When Skorton defended himself by pointing out he would soon be the new head of the Smithsonian, his father retorted, “What? So you can play with action figures and model planes all day long you pansy? I built up my fencing business with my own sweat and blood so you could throw away your life being a glorified twelve-year old?”
Other relatives chimed in with their advice for Skorton’s career and personal life. Aunt Margaret pointed out, “There’s a job opening at the Staples down the road that looks just lovely dear.” Her husband Jedd added, “Yeah the checkout girl there has some sweet cans,” downing his fourth scotch and soda.
This was the end of the incident as Skorton quickly got up from the table, screamed, “I knew I should have gone to Thanksgiving at my girlfriend’s house!” and locked himself in his room to cuddle with his dog.
DAY HALL- Many are speculating that the three high-level administrators (President David Skorton, Vice President for Student and Academic Services Susan Murphy, and Provost Kent Fuchs) that have announced that they are leaving the University this year probably know a deep, dark secret about the future of Cornell that the rest of us don’t.
“This can’t be a coincidence,” said a visibly unnerved Vice President Antonio M. Gotto while frantically packing up everything in his office.
“Skorton, Murphy, and Fuchs must be keeping something from us. There is a conspiracy here and it runs much higher than either you or I can fathom. This place must be a sinking ship and I’m getting out while I still can.”
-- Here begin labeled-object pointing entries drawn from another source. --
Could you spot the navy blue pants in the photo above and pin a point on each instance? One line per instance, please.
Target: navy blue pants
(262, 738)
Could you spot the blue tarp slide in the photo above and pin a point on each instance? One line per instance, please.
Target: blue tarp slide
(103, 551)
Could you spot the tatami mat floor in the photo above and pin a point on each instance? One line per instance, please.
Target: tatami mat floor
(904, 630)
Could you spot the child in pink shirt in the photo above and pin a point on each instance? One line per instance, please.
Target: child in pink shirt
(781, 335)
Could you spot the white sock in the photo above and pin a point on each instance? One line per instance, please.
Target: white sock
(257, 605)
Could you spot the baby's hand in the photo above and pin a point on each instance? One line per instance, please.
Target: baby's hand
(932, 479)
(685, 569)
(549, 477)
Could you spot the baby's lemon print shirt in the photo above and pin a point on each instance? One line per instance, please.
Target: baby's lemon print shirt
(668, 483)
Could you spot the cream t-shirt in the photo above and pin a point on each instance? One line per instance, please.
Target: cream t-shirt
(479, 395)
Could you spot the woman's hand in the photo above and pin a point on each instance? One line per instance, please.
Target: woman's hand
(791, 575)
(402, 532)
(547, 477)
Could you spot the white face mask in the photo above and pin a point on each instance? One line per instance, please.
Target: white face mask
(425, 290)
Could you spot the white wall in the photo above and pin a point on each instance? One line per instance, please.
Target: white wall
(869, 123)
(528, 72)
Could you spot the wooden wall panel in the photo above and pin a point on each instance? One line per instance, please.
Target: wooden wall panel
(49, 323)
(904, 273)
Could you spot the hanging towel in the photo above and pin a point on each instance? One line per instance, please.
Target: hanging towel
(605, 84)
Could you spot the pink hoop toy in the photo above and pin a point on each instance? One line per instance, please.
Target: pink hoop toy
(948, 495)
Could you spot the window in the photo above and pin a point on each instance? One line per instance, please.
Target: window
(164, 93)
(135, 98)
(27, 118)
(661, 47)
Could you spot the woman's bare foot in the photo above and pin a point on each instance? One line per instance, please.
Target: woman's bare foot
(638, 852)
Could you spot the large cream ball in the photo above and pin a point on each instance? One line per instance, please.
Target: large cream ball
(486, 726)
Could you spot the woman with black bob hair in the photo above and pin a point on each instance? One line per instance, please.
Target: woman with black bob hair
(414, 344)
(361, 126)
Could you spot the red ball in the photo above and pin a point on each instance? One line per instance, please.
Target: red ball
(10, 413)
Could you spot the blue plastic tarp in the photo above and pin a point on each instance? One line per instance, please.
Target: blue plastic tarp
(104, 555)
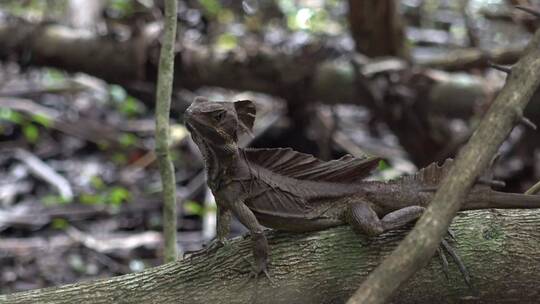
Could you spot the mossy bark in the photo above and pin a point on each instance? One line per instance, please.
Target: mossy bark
(500, 249)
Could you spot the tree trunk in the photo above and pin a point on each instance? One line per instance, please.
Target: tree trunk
(377, 28)
(499, 247)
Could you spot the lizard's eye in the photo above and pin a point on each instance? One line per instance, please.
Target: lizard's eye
(218, 115)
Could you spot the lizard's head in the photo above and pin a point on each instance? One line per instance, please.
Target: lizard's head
(219, 123)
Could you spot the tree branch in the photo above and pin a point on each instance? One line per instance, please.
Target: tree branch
(163, 107)
(324, 267)
(413, 253)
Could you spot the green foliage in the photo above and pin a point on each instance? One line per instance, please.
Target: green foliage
(11, 116)
(119, 158)
(114, 196)
(59, 223)
(31, 133)
(54, 200)
(34, 9)
(103, 194)
(97, 183)
(312, 17)
(118, 195)
(195, 208)
(129, 106)
(42, 120)
(53, 77)
(27, 124)
(227, 42)
(212, 7)
(383, 165)
(121, 8)
(128, 140)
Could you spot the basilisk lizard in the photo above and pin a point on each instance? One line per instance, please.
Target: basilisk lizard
(288, 190)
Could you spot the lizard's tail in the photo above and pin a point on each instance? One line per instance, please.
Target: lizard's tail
(501, 200)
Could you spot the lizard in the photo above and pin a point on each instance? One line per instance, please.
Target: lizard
(283, 189)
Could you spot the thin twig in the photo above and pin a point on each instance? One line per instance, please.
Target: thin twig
(163, 106)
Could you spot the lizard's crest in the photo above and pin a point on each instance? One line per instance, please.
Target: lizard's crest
(293, 164)
(219, 123)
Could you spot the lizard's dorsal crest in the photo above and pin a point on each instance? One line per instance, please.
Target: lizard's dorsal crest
(429, 175)
(293, 164)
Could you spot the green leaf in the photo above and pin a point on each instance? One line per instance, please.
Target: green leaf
(31, 133)
(227, 42)
(132, 107)
(127, 140)
(42, 120)
(119, 158)
(118, 195)
(117, 93)
(97, 183)
(53, 77)
(59, 223)
(91, 199)
(54, 200)
(383, 165)
(212, 7)
(193, 208)
(10, 115)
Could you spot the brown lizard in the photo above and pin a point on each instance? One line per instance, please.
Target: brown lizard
(292, 191)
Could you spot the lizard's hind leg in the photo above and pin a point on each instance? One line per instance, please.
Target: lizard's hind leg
(364, 220)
At press time, newly appointed President Elizabeth Garrett was working on her veil of enthusiasm while preparing to run what she called “a lost cause.”
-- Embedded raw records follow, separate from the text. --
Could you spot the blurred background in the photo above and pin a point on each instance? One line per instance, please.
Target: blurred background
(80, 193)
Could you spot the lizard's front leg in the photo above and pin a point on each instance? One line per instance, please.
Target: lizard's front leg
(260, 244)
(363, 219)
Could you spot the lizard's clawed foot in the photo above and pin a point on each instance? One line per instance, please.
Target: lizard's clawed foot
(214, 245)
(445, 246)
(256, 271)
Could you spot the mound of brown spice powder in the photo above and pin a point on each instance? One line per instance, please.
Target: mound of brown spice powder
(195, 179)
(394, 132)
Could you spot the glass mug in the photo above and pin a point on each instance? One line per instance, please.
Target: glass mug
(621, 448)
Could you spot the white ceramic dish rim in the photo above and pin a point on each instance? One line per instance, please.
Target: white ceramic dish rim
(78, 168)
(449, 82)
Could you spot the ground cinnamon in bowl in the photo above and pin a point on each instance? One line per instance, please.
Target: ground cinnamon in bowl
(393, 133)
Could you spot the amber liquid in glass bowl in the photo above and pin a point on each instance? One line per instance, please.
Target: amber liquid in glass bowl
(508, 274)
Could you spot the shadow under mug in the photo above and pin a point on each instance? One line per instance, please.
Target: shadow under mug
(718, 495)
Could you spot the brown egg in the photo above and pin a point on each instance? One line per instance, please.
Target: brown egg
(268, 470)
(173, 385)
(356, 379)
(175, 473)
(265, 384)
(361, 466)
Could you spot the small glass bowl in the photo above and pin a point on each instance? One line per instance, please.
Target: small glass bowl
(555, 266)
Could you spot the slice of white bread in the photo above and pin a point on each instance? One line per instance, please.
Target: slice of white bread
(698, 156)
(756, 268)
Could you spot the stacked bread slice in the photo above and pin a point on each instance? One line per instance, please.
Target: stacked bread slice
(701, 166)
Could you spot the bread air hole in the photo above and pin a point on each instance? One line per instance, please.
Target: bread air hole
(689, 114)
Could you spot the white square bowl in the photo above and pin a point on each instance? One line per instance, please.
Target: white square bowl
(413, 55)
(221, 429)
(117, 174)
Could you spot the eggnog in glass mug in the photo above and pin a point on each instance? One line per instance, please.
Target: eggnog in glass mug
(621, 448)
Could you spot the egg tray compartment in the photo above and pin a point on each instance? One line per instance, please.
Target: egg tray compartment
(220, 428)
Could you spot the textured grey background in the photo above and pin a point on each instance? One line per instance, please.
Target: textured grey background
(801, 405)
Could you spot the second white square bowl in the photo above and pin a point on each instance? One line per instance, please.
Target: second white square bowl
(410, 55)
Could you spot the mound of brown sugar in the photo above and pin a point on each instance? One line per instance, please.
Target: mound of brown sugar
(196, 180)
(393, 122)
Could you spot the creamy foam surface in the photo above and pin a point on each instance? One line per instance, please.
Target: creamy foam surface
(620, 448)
WITHIN 10FT OF DAY HALL — “Yeah, you know, I just don’t really care anymore,” said David Skorton as he lit the cigarette he kept behind his ear within ten feet of an air vent intake. “What can I say, I’m a pretty dangerous guy.”
This incident is the most recent in a string of rebellious acts by Skorton. Over the last month, President Skorton began to act out against some rules around campus, citing a desire to “change his image” before his departure this spring. Other incidents have included failing to approve his Kronos timecard before the deadline, parading around North Campus playing loud music a half hour into quiet hours, and taking more than one piece of fruit from campus dining halls. “I’ve always wondered how my time here at Cornell will be remembered, and I was worried that people might think I was too boring, too conformist,” explained Skorton.
“People call it a lame duck stage, but I just asked myself, you know…” He paused and took a long drag on his cigarette before blowing it directly towards an air intake vent. “Why can’t it be a radical duck?”
DAY HALL— As many know, the Cornell University Board of Trustees has been expecting to announce their newest president for about six months. This morning, at 11:55 AM on September 30, proud Board member Robert S. Harrison confirmed that the new president is a girl, weighing 127 lbs, 11oz. The announcement is premature, as the general public expected to wait three more months until the candidate would be revealed.
“The Board of Trustees is very pleased to announce the arrival of their newest president, Elizabeth Garrett,” said Harrison. “She is healthy and ready to meet the world.”
Chair of the Presidential Search Committee, Jan Rock Zubrow, commented quietly, as she softly cradled Beth in an office in Day Hall. “We’ve had twelve rowdy boys so far, so having a girl back at the house will be a nice change of pace.”
Elizabeth’s predecessor, little Davey Skorton (64 years old), said he was “so excited about the newest president” and that he intends to “play with her all the time, teach her how to crawl, help her with homework when she goes to school, and show her how to suspend fraternities like a grown-up!” He’s not too pleased, however, about having to share his room in the A.D. White House.
Harrison assured Skorton that even though there was a new little president around now, they would still love him and give him as much attention as always.